FAMILY SERVICES OF PEEL SEEKS A VERY SPECIAL VOLUNTEER

Founded in 1971, Family Services of Peel (FSP) provides family and individual counseling as well as community support programs for vulnerable individuals.  FSP is the largest recipient of funds from United Way of Peel Region.  It also provides programs under contract to the Ontario Government, the Government of Canada and the Region of Peel.

FSP is searching for a volunteer who is a seasoned HR Professional with experience in the full range of human resources and labour relations issues.  In addition to these skills, as a member of our Board of Directors, the incumbent will play a key role with fellow Board Members and senior staff in charting the future course for the organization.  The candidate would need to have an understanding of governance and the strategic planning process,  good communication skills and have knowledge of our community.  Having experience working in a multicultural environment would be a definite asset 

In terms of our human resources/labour relations (HR/LR) work, FSP’s objective is to always be the employer of choice in Peel Region.  In the next six months, FSP’s Board of Directors will be creating three new Board Committees, one of which is the HR/LR Committee.  The volunteer we seek would, in addition to attending regular monthly Board meetings, also be expected to participate in HR/LR Committee meetings which will convene approximately once every two months.  The individual may also be interested in becoming the Chair of the HR/LR Committee.

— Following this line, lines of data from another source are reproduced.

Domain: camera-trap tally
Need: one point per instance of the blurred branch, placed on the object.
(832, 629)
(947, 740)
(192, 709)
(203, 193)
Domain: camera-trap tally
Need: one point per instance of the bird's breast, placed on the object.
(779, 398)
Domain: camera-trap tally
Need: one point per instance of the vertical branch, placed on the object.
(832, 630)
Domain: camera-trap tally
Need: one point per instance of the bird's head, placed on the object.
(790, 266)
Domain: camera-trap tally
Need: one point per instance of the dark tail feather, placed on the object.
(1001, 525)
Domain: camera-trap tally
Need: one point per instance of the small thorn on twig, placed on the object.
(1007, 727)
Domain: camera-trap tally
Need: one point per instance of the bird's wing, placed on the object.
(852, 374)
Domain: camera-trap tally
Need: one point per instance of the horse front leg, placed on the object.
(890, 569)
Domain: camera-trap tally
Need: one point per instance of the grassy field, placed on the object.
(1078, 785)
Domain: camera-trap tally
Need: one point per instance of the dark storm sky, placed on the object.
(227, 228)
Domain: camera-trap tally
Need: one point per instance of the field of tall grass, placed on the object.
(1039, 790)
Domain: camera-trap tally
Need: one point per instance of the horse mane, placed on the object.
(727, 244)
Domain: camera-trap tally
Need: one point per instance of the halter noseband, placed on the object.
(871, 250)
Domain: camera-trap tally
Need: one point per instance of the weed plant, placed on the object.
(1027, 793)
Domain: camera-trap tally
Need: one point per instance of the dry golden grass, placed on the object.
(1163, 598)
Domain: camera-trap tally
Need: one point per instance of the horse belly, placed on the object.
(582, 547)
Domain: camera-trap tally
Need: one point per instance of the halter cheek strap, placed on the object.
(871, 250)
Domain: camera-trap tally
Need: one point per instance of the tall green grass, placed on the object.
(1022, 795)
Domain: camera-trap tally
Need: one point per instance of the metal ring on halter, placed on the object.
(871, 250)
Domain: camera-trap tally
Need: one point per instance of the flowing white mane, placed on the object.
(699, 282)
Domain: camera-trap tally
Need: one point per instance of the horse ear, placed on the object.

Interested candidates please contact:  

Ron Percy
Chair, Nominating Committee
Family Services of Peel
151 City Centre Drive,
Mississauga ON
L5B 1M7
Email: ron.percy@energyadvantage.com

===

Puneet Singh Lamba
Boston, MA
http://sikhtimes.com
+1 339 221 1561


----------



## Prabhjyotsaini (May 18, 2006)

Thanks for the information, I have been looking for such type of job since I have come to Canada.

Thanks & regards,


----------